Simulation of LIN Clusters for Reducing In-Vehicle Network Development and Validation Costs

LIN is a low-cost, low-speed vehicle communication sub-bus becoming increasingly pervasive in automotive subsystems. It is a simple, UART-based master-slave protocol designed as a low-speed supplement to a CAN or FlexRay bus. Its primary application is cabin comfort and human interface hardware such as dashboard controls, power seat harnesses, and power door/window systems. As automotive network designers attempt to reduce wiring complexity and lower system cost, modular, inexpensive sub-buses like LIN become an attractive option. This paper presents an overview of the LIN standard and its applications, and then proposes an architecture for rapid development of LIN networks via hardware simulations of LIN nodes.
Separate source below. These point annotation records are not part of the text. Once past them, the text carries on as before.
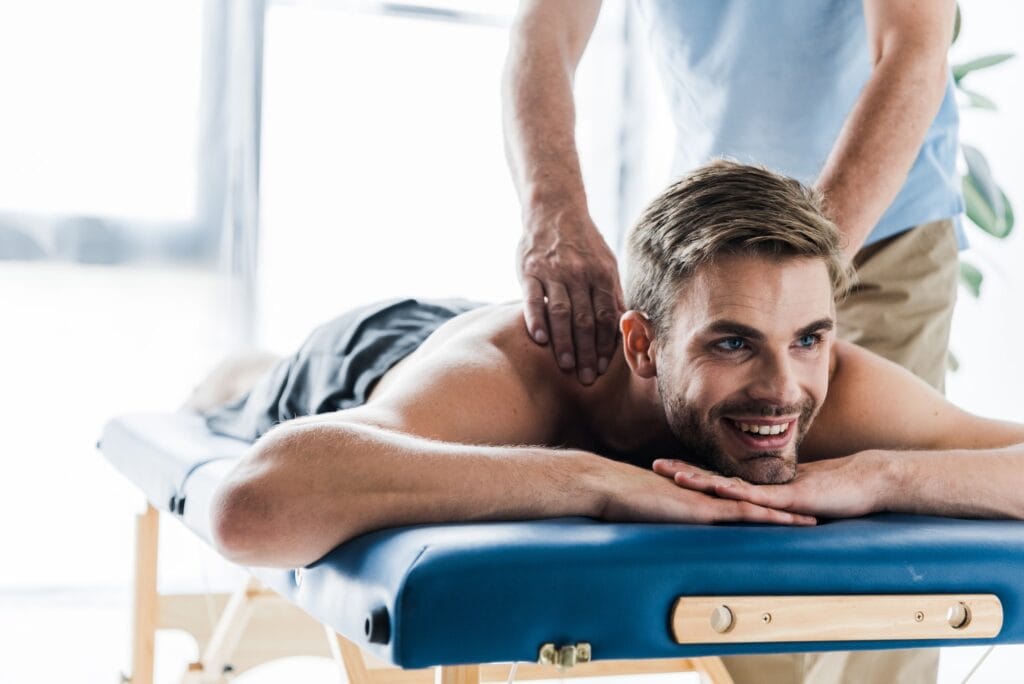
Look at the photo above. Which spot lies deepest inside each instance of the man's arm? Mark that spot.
(561, 255)
(908, 451)
(441, 444)
(883, 134)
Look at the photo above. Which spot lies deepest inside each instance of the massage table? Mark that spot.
(568, 596)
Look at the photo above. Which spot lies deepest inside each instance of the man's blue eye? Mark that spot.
(808, 341)
(732, 344)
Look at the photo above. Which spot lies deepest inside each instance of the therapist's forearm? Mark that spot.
(880, 141)
(539, 117)
(968, 483)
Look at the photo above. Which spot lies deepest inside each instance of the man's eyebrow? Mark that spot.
(819, 326)
(727, 327)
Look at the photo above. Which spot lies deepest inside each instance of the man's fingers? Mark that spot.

Using inexpensive, off-the-shelf hardware, LIN sensor and actuator applications can be tested in-place without microcode development, speeding overall network development time. This paper will present flexible methods for the modeling of slave nodes and validation techniques for optimizing master schedules. Further, this paper extends the modeling concept to CAN/FlexRay to LIN gateways and suggests an architecture for in-place, hardware-software simulation of entire LIN networks. Models of a complete LIN network can be encapsulated in software for easy integration into higher level network simulations.